We have introduced a php program that filters out some special characters, next, we will upgrade the sensitive word filter function to be more powerful. with this function, we are no longer afraid of adding spaces or other punctuation marks to the sensitive words .... We have introduced a php program that filters out some special characters, next, we will upgrade the sensitive word filter function to be more powerful. with this function, we are no longer afraid of adding spaces or other punctuation marks in the middle of sensitive words.
As long as the user can speak, there may be advertisements or other sensitive words. Therefore, the sensitive word filter must be added to keep the site "pure ".
Filter mechanism: add php keyword regular match
// $ Str is user data
Function wordFilter ($ str)
{
/*
Obtain the sensitive word list
Storage of sensitive words:
1: stored in a txt file (General method)
2: stored in the cache (better method)
I am stored in memcachd.
*/
$ Words = getSensitiveWords ();
Foreach ($ words as $ word)
{
$ Preg_letter = '/^ [A-Za-z] + $ /';
If (preg_match ($ preg_letter, $ str ))
{// Match Chinese characters
$ Str = strtolower ($ str );
$ Pattern_1 = '/([^ A-Za-z] + '. $ word. '[^ A-Za-z] +) | ([^ A-Za-z] + '. $ word. '\ s +) | (\ s + '. $ word. '[^ A-Za-z] +) | (^ '. $ word. '[^ A-Za-z] +) | ([^ A-Za-z] + '. $ word. '$ )/';
// The sensitive words are not empty.
If (preg_match ($ pattern_1, $ str ))
{
$ Flag = TRUE;
}
$ Pattern_2 = '/(^ '. $ word. '\ s +) | (\ s + '. $ word. '\ s +) | (\ s + '. $ word. '$) | (^ '. $ word. '$ )/';
// The sensitive word can contain spaces on both sides.

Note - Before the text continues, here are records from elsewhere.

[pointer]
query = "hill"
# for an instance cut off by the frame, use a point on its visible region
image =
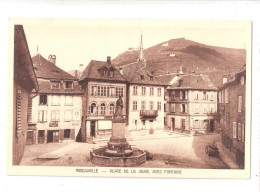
(192, 56)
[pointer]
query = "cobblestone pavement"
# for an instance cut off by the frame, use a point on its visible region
(169, 150)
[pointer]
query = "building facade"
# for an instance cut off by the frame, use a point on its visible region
(102, 85)
(56, 110)
(146, 97)
(191, 103)
(24, 82)
(231, 108)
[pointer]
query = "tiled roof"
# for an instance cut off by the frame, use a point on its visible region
(75, 73)
(133, 72)
(193, 81)
(165, 79)
(92, 72)
(45, 87)
(48, 70)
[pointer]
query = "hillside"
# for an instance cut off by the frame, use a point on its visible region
(192, 56)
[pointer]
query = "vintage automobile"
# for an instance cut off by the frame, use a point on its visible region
(212, 150)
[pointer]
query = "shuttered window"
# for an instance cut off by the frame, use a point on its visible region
(234, 130)
(18, 113)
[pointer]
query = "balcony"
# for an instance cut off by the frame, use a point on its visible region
(148, 113)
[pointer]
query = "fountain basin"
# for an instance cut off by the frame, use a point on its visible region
(99, 157)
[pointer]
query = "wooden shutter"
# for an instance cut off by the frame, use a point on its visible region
(72, 133)
(18, 113)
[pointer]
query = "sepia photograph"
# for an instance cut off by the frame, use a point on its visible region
(130, 97)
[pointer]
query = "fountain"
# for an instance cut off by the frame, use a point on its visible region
(118, 152)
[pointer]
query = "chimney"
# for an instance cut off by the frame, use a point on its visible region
(225, 79)
(121, 70)
(108, 60)
(80, 67)
(180, 82)
(52, 59)
(180, 71)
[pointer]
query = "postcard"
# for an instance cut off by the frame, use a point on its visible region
(129, 98)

If (preg_match ($ pattern_2, $ str ))
{
$ Flag = TRUE;
}
}
Else
{// Match an English string, case insensitive
$ Pattern = '/\ s *'. $ word. '\ s */';
If (preg_match ($ pattern, $ str ))
{
$ Flag = TRUE;
}
}
}
}
Problems:
If only keyword matching is added, there are a variety of anti-filtering methods, including adding spaces or other punctuation marks in the middle.
Example:
Sensitive word: Buckle
After processing:
Buckle
Buckle
Button
1 button
At this time, the regular expression matching of the code may fail.
Solution:
Remove all punctuation marks and special characters from user data before sensitive word judgment.
Code:
$ Flag_arr = array ('? ','! ',' ¥ ',' (',') ',': ',' '"', '… ','. ', 'Nbsp ',']','【','~ ');
$ Content_filter = preg_replace ('/\ s/', '', preg_replace ("/[: punct:]/",'', strip_tags (html_entity_decode (str_replace ($ flag_arr, '', $ content), ENT_QUOTES, 'utf-8 '))));
$ Content_filter is the processed user data, and then performs the wordFilter ($ content_filter) filter operation.